Friday, 28 June 2019


So many people ask me how long it will take to recover from their injury and in truth there is no definitive answer because each one of us is different both in our biological make up and our mental approach to things.

That being said I would always emphasise QUALITY OVER QUANTITY when it comes to exercise rehabilitation.  Something which can also be translated into the way we approach any exercise we do and indeed how we all approach life!

It is no good doing hundreds of repetitions of something if you have poor technique as it could just cause more pain.  Take for example; someone who boasts that they can hold a plank for 4 minutes.  My first question would be why would you want or need to do that? My second, what was their posture like throughout that 4 minutes? And finally; do they engage the correct muscles throughout? So many people can do a 4 minute plank...poorly and indeed quite often when someone comes to see me with back pain they can do these types of exercises but they cannot engage their deep stabilising muscles correctly and therefore exacerbate their problem.
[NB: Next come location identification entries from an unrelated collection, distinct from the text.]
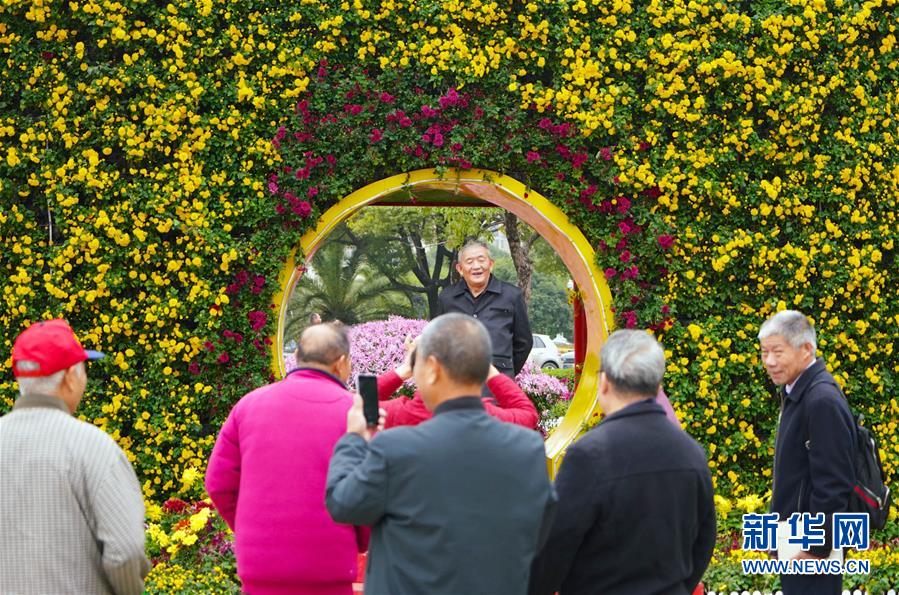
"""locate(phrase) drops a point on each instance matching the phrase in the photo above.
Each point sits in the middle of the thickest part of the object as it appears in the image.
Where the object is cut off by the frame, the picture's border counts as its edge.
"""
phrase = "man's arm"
(575, 514)
(522, 339)
(831, 459)
(705, 539)
(514, 406)
(356, 493)
(223, 471)
(119, 510)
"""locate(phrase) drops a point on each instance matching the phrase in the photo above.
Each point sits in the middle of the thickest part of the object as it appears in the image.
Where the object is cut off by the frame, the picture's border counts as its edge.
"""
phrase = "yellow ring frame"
(546, 218)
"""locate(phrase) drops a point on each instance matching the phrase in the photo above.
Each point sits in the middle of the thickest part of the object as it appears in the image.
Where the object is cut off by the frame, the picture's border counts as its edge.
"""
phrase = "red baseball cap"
(47, 347)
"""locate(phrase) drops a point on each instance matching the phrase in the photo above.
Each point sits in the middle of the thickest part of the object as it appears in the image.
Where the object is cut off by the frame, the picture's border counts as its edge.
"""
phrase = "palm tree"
(340, 287)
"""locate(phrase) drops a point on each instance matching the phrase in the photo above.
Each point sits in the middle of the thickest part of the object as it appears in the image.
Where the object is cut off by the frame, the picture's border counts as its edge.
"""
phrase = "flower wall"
(159, 161)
I always recommend going back to basics after any injury. Check that those small but vital stabilising muscles are switching on correctly. Make sure they have the endurance to support the big global muscles in their action before building up full strength and power.
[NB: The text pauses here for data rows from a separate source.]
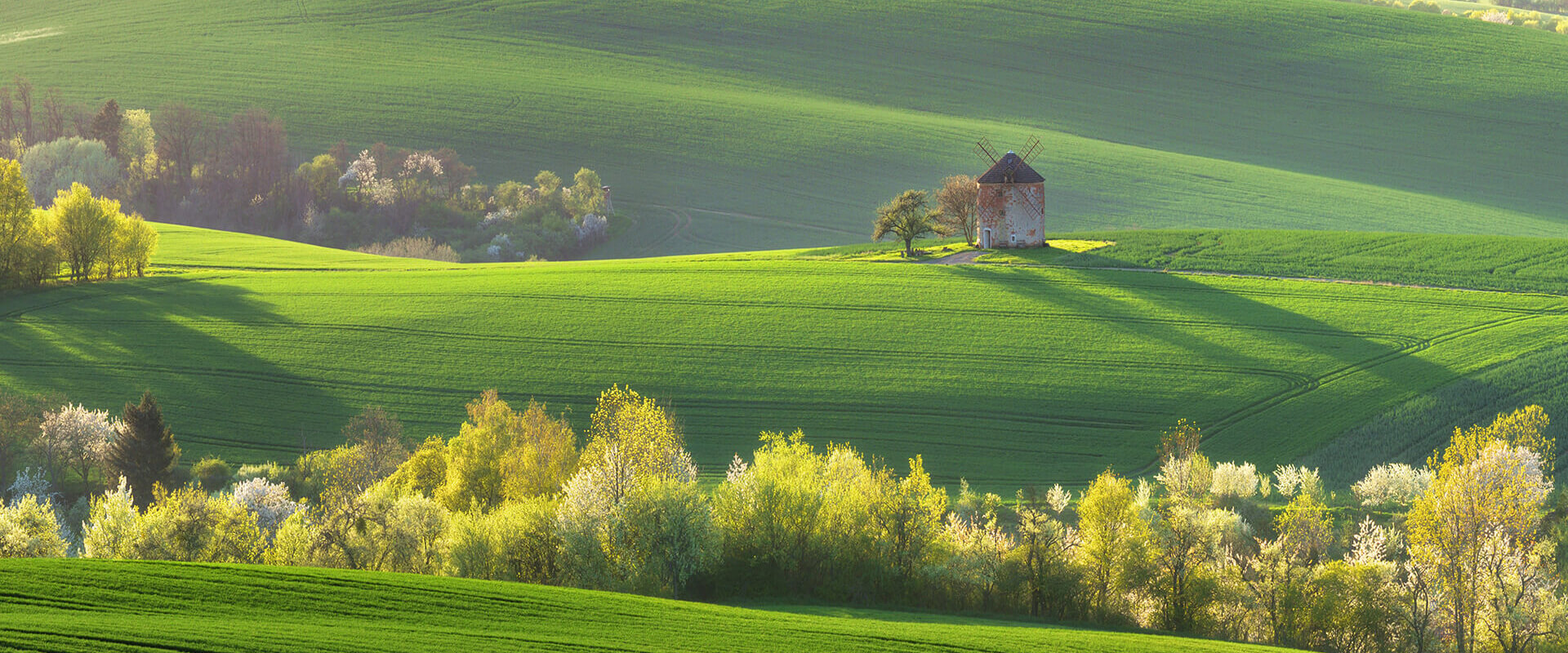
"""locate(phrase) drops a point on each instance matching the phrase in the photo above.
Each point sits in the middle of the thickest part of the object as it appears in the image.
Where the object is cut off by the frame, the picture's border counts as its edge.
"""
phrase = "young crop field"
(1414, 259)
(1002, 375)
(751, 126)
(68, 606)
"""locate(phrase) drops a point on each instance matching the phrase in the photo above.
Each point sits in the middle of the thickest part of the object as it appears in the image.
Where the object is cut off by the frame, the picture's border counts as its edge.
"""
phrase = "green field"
(783, 124)
(68, 606)
(1004, 375)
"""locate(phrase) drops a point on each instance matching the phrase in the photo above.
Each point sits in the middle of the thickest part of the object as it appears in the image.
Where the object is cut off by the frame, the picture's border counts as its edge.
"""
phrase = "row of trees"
(187, 167)
(1460, 555)
(88, 233)
(910, 215)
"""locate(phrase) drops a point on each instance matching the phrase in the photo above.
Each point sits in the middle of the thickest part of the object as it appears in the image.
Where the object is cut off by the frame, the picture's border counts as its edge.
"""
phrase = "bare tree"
(959, 201)
(54, 115)
(82, 119)
(179, 131)
(255, 155)
(7, 115)
(24, 97)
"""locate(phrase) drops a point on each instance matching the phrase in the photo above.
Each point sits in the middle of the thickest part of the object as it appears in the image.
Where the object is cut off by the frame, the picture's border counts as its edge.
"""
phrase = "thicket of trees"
(88, 233)
(910, 215)
(187, 167)
(1460, 555)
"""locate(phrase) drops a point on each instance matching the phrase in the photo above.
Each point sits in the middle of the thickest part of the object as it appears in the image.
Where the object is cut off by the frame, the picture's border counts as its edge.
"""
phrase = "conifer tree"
(105, 127)
(145, 453)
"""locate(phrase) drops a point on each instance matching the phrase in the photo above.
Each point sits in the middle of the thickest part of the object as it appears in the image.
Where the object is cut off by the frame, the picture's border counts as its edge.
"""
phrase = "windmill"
(1012, 194)
(1024, 155)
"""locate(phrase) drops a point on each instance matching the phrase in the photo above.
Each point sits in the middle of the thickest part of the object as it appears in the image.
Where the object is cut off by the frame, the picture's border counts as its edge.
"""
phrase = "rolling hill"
(69, 606)
(782, 124)
(1004, 375)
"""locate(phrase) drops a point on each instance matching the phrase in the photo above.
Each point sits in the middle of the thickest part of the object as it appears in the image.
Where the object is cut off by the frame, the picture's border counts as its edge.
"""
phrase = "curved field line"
(1397, 339)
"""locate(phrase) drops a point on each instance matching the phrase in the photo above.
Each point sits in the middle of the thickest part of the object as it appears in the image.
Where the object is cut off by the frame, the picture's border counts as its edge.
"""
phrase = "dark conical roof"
(1010, 170)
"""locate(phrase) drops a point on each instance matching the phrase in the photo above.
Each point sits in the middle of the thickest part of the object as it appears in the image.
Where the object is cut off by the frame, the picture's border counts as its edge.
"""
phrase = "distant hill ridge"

I have been practicing Kyokushin Karate for may years now and in the syllabus book that you get as a beginner there is the route to power in karate.  It is so fundamental, not just to karate, but all exercise/sporting disciplines and if more people paid credence to it then more people would suffer less injuries due to trying to advance too quickly.  So here it is:

Position - Balance - Coordination - Form - Speed - Power - Reflex

As I mentioned above; we can also take the ethos of QUALITY OVER QUANTITY into anything we do.  My Daughter took up piano last year and it is recommended that they practice for 20 mins each day.  But what if that practice was poor in quality because she was tired.  She would just make mistakes and practice those mistakes over and over again.  Surely it is better to do a good quality practice for a shorter duration.  Even top Olympic athletes have to listen to their bodies and if they are 'not feeling the love' then give themselves an easier training session/rest period.